Harry Hole is a Norwegian detective out of his element in Australia, investigating the death of a Norwegian national. Although he isn’t really supposed to be involved, he discovers a string of linked murders, and ends up the de facto leader of an investigation into a serial killer whose identity is almost impossible to pin down. Hole has to try to fight his own demons off long enough to catch the murderer, forever changing his own life in the process.

This series is incredibly popular, but this is my first foray into the world of Jo Nesbo’s Harry Hole. THE BAT fits fairly squarely into the “thriller” category, and is a bit of a unique introduction to a character that many readers have fallen in love with.

As much as this is Nordic noir, it read very differently from what I expected. The prose was very direct and uncomplicated, as expected from the genre. However, the number of action sequences, gunplay, and the sheer number of fights that Harry manages to get into felt to me more like an American TV thriller than the gritty, realist procedural pieces that I love most about Scandinavian crime fiction.

In fact – possibly because it was not what I was expecting – I felt those moments of flashy drama detracted somewhat from the story. Clichéd American tropes were in abundance, from the romantic interest as a subplot to the level of overkill in some of the murders. And how many times can a police officer really threaten witnesses, victims, and gangs, plus get into fights with “bad guys” not essential to the plot before getting kicked off the force? Especially when he’s not really on the force in the country in the first place!

The other, lesser issue that I found with this book is that it started off slowly. Very slowly. Such a gradual phasing-in of the actual investigation happens that it’s almost mid-book before it really takes off and the focus switches from “Harry’s tour of Australia with the police as a guide” to “Harry investigating a case”. Maybe I am just impatient, but it took me a while to get into this.

While this all sounds very negative so far, the story itself is actually not bad, helped a great deal by the interesting nature of some of the characters. Harry with his emotional scars, Andrew Kensington with his colourful history, Otto with his drama that stays just on the right side of being a stereotype, and Joseph with his wisdom and unconventional life story are all versions of character archetypes that we have seen before. However, they are varied, likeable and fresh enough that you can’t help become somewhat invested in what happens to them. I have a feeling I’ll miss the latter three characters in future Harry Hole novels.
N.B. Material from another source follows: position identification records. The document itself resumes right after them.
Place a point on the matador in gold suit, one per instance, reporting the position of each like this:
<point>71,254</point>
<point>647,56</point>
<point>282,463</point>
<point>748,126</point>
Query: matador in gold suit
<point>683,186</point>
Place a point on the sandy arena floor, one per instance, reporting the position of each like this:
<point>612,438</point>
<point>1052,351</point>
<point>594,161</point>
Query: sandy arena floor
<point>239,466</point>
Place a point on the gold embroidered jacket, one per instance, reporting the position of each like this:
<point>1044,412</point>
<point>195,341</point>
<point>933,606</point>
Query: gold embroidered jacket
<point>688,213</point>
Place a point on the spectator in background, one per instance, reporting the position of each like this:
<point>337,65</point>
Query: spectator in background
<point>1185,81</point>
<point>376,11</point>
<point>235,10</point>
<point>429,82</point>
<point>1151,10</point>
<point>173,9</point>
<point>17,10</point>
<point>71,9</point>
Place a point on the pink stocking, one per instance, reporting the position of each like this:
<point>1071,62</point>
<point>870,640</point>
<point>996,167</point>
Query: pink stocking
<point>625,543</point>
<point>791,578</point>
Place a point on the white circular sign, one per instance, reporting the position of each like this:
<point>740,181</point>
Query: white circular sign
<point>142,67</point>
A quick note on the order of these novels: while this is the first in the series, this was not the first Harry Hole novel to be translated to English – in fact, it was the third or fourth. I feel like this would have made more sense as a third or fourth novel. The new setting and the unfamiliar places would have been better used as a fresh take on a character that we already know, and serve to better inform the Harry’s backstory once we actually saw what he was like on a “normal” case. Although I have not yet read any of the other novels in this series, this might be one that I would suggest reading out of order.

All told, THE BAT is a very readable, quick little thriller with characters that are interesting enough to propel the story and make you want to find out what happens to them. Read this to further inform the backstory of Harry Hole, but maybe come back to this one after you have read a few later novels in the series.